Fire Island Wilderness
The Otis Pike Fire Island High Dune Wilderness contains a variety of barrier island ecosystems in a relatively natural condition. It is the only federally designated wilderness in the State of New York, and is just a short drive or train ride from New York City.
At 1,380 acres, it is also one of the smallest wilderness areas managed by the National Park Service.
From March 15 through Labor Day, pets are not permitted in the Fire Island Wilderness area or on the beach in front of the wilderness.
The Otis Pike Fire Island High Dune Wilderness Act, Public Law 96-585, December 23, 1980, designated approximately 1,363 acres as wilderness in Fire Island National Seashore, and identified 18 more acres as potential wilderness additions.
In October 1999, a Federal Register notice announced that 17 acres of potential wilderness by that time fully complied with wilderness standards, and were officially designated as wilderness.

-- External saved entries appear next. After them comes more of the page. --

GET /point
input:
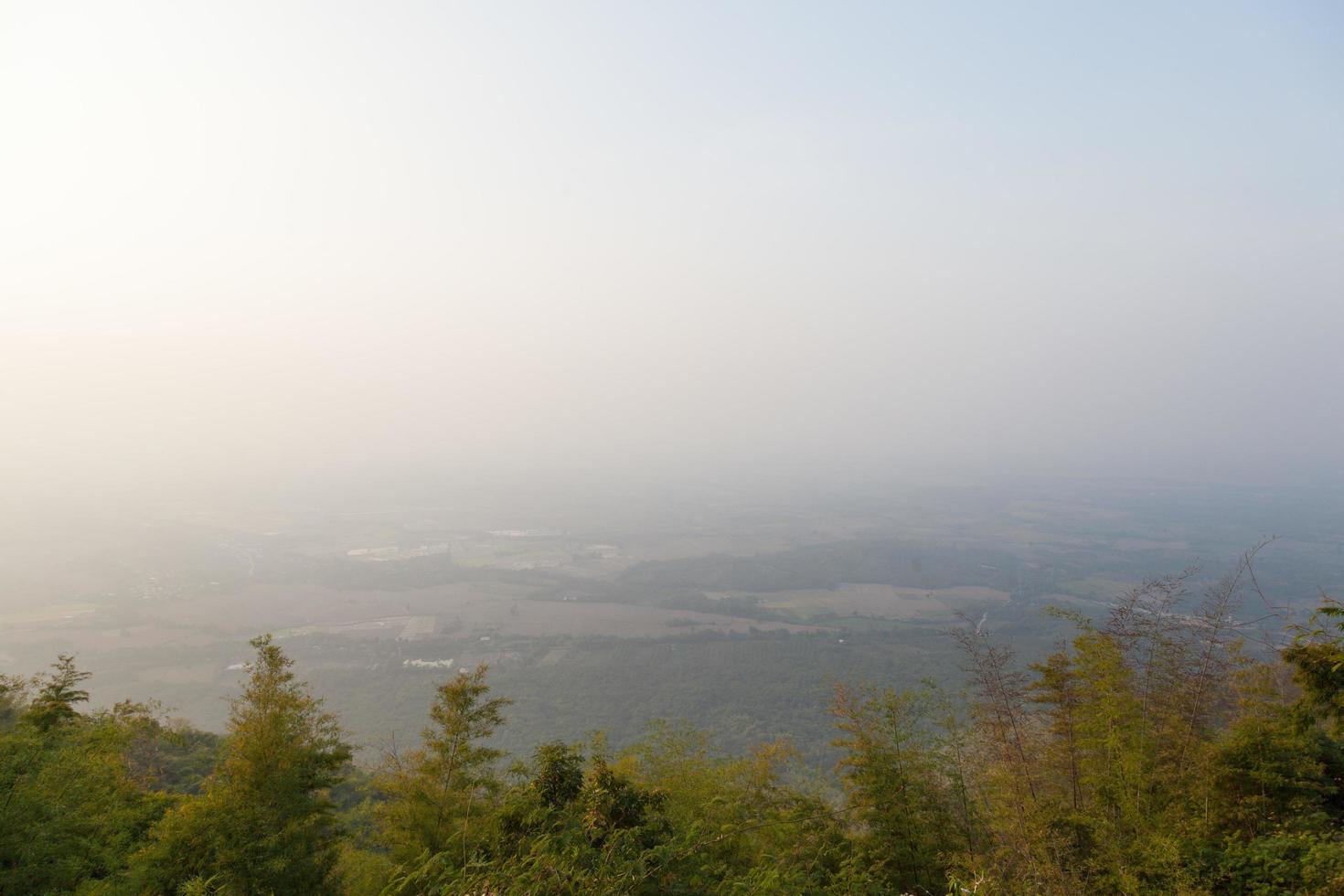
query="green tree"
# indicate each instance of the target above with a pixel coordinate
(440, 795)
(265, 821)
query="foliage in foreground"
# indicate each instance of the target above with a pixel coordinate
(1147, 755)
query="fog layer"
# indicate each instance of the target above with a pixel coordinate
(245, 245)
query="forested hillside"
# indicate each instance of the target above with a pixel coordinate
(1156, 752)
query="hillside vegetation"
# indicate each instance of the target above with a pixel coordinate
(1156, 752)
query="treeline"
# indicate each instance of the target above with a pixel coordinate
(1149, 753)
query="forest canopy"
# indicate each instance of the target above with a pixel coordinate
(1160, 750)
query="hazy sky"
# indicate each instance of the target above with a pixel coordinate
(263, 242)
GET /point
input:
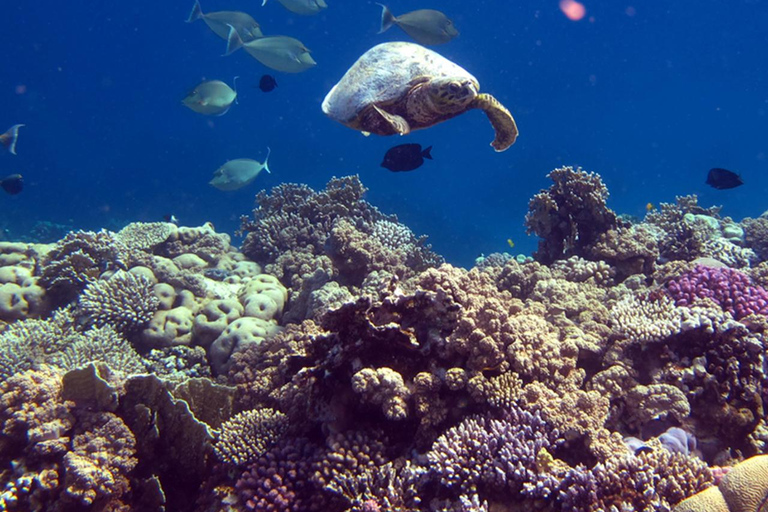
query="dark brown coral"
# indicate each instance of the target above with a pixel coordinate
(570, 216)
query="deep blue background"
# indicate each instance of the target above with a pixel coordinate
(649, 97)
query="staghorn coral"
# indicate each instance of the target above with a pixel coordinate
(78, 258)
(28, 343)
(299, 230)
(246, 436)
(743, 489)
(102, 344)
(681, 235)
(102, 457)
(200, 242)
(294, 216)
(570, 216)
(145, 236)
(648, 482)
(280, 479)
(486, 455)
(125, 301)
(756, 235)
(629, 250)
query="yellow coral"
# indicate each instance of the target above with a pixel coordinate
(743, 489)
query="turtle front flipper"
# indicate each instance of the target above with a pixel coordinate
(501, 120)
(376, 120)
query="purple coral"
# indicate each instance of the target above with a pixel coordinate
(731, 289)
(494, 454)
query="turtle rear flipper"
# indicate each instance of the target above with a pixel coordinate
(501, 120)
(377, 120)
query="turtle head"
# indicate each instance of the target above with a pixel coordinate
(452, 94)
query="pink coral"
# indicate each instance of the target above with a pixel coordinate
(731, 289)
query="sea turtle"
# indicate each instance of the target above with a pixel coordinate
(398, 87)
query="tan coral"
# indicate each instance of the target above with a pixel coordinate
(383, 386)
(246, 436)
(125, 301)
(102, 457)
(743, 489)
(708, 500)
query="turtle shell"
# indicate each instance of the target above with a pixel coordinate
(383, 75)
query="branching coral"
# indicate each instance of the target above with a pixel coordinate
(647, 482)
(125, 301)
(246, 436)
(570, 216)
(295, 216)
(78, 258)
(299, 230)
(731, 289)
(489, 455)
(101, 459)
(681, 235)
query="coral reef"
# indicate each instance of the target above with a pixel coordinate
(571, 215)
(730, 289)
(336, 364)
(308, 238)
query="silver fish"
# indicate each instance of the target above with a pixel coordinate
(8, 139)
(211, 98)
(425, 26)
(303, 7)
(282, 53)
(238, 173)
(220, 21)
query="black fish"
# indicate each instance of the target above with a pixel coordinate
(405, 157)
(722, 179)
(12, 184)
(267, 83)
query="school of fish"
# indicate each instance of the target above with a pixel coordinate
(288, 54)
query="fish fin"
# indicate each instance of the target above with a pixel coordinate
(387, 18)
(196, 13)
(234, 42)
(8, 139)
(266, 161)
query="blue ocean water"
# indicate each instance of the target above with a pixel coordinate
(648, 94)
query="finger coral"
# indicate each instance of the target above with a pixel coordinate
(125, 301)
(731, 289)
(570, 216)
(246, 436)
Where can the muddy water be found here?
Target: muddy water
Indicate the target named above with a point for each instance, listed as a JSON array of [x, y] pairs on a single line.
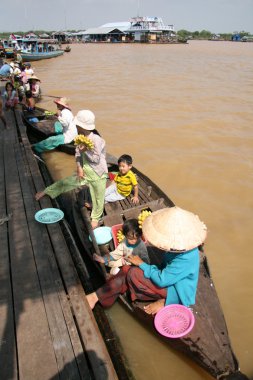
[[185, 114]]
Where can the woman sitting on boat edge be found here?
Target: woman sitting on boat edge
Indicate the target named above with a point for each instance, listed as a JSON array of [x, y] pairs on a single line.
[[177, 232], [65, 128], [91, 167]]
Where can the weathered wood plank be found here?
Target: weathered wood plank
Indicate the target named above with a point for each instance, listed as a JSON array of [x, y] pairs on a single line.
[[50, 281], [8, 366], [88, 329], [35, 354]]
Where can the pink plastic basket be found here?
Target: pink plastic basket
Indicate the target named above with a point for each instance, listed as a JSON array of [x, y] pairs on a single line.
[[114, 231], [174, 321]]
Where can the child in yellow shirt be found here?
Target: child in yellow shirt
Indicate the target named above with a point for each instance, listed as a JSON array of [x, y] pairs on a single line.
[[124, 182]]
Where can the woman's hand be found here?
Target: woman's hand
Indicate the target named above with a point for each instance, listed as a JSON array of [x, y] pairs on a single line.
[[135, 200], [82, 148], [98, 258], [135, 260], [80, 173]]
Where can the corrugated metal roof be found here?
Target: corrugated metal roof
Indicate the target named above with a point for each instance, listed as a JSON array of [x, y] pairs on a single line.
[[101, 30], [121, 25]]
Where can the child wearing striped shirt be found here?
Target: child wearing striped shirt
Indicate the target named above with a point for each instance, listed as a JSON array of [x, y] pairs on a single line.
[[124, 182]]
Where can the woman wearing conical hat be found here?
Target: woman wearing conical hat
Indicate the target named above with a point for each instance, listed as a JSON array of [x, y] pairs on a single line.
[[178, 233]]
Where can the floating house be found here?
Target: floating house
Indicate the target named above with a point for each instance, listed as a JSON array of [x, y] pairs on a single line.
[[137, 29], [150, 29], [110, 32]]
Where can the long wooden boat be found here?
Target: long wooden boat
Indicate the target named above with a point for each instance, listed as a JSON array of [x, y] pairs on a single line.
[[208, 344], [36, 56]]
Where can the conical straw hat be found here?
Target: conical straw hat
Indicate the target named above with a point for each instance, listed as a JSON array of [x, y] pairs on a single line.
[[174, 229]]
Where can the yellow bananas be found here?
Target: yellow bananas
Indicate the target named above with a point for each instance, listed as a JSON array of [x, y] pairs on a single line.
[[142, 216], [83, 140], [120, 236]]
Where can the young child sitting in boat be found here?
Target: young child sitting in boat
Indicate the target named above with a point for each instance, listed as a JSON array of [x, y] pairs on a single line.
[[124, 182], [29, 101], [10, 96], [178, 233], [132, 244]]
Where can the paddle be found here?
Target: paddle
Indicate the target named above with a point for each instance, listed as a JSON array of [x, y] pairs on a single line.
[[86, 220]]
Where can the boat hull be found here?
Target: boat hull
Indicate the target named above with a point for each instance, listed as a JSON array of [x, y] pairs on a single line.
[[39, 56]]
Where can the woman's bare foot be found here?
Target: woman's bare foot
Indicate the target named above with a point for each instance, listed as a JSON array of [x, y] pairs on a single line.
[[92, 299], [94, 224], [154, 307], [39, 195]]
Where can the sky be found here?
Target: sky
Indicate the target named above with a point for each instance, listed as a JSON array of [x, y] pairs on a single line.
[[217, 16]]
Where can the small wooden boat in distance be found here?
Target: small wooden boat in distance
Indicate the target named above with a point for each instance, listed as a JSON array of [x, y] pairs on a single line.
[[35, 49]]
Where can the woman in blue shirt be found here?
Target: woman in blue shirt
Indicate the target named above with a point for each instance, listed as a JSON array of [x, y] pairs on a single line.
[[178, 233]]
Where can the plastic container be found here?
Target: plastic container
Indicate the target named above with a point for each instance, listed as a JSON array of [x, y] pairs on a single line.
[[102, 235], [174, 321], [115, 229]]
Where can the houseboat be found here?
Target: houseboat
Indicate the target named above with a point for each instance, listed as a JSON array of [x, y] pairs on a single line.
[[32, 48]]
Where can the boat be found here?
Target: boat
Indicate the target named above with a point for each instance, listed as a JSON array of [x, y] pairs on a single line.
[[32, 48], [67, 49], [208, 344]]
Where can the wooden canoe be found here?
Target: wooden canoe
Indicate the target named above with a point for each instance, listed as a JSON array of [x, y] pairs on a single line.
[[208, 344]]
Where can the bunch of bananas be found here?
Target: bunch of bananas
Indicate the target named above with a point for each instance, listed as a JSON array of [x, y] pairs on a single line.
[[83, 140], [120, 236], [142, 216], [49, 113]]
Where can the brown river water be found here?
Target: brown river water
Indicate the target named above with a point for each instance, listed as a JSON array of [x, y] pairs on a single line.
[[184, 112]]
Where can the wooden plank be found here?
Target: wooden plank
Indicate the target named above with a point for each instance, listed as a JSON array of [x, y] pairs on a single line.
[[51, 284], [8, 366], [89, 332], [36, 357]]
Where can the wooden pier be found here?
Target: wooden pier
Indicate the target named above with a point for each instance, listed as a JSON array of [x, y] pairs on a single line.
[[47, 330]]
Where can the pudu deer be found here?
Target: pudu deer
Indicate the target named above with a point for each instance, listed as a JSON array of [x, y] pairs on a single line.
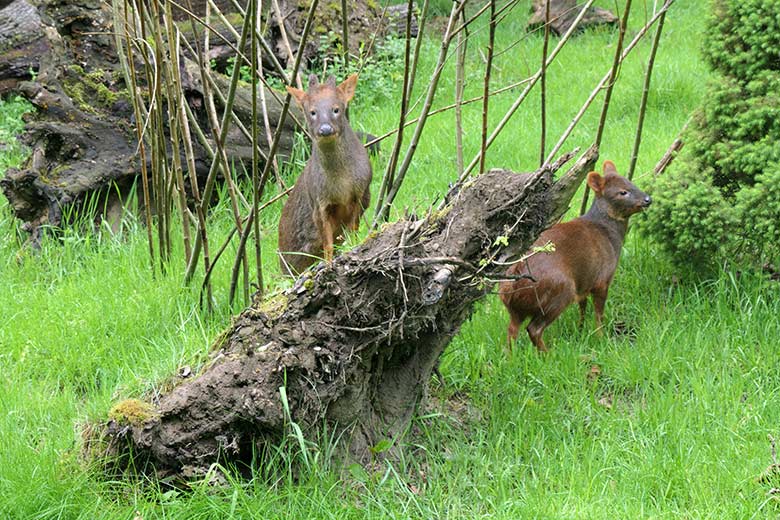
[[587, 250], [333, 190]]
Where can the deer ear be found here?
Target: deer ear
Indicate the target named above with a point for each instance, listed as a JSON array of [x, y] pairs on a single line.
[[298, 94], [596, 182], [347, 88]]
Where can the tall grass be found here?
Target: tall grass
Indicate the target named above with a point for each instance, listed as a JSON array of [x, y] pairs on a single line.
[[667, 417]]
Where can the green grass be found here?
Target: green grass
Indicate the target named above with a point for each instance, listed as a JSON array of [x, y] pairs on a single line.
[[693, 384]]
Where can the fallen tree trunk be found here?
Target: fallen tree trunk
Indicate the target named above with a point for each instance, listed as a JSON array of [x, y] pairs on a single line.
[[62, 57], [353, 343], [563, 14]]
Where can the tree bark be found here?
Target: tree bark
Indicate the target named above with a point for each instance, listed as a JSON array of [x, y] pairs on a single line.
[[563, 13], [353, 342], [62, 57]]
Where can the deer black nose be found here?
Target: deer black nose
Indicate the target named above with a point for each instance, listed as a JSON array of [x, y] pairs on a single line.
[[325, 130]]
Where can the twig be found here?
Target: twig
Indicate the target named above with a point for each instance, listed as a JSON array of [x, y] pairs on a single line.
[[460, 80], [383, 213], [645, 94], [388, 177], [639, 35], [274, 144], [512, 109], [608, 96], [543, 84], [486, 87]]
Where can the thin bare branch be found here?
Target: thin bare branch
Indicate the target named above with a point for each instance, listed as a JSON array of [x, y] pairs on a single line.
[[645, 94], [608, 95]]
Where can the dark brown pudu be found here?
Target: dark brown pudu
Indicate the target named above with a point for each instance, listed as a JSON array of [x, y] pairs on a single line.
[[587, 250], [333, 190]]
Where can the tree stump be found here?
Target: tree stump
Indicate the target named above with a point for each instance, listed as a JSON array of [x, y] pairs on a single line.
[[563, 13], [353, 343], [62, 57]]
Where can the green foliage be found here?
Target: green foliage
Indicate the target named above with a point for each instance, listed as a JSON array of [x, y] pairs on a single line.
[[743, 38], [83, 323], [381, 71], [759, 205], [689, 217], [719, 199]]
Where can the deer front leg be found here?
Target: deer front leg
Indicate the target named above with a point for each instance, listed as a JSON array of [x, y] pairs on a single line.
[[327, 231]]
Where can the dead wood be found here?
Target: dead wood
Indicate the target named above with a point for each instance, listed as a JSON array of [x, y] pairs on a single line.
[[62, 57], [563, 13], [353, 342]]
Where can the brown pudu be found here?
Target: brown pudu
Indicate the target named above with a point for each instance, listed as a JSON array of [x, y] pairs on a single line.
[[587, 250], [333, 190]]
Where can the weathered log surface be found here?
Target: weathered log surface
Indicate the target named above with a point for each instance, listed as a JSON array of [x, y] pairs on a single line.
[[563, 13], [353, 342], [62, 57]]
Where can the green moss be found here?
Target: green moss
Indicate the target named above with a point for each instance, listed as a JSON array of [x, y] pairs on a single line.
[[82, 86], [275, 304], [131, 411]]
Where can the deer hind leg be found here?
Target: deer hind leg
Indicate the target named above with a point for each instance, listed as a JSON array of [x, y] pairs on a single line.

Approximately 1 acre of potential wilderness exists within the boundaries of Fire Island National Seashore: the nature trail at Smith Point, which runs behind the dunes for about ½ mile from the Wilderness Visitor Center to the ocean beach; and the area of Old Inlet.
The Wilderness Act was signed into law on September 3, 1964, just a week before the establishment of Fire Island National Seashore. Celebrate both in 2014!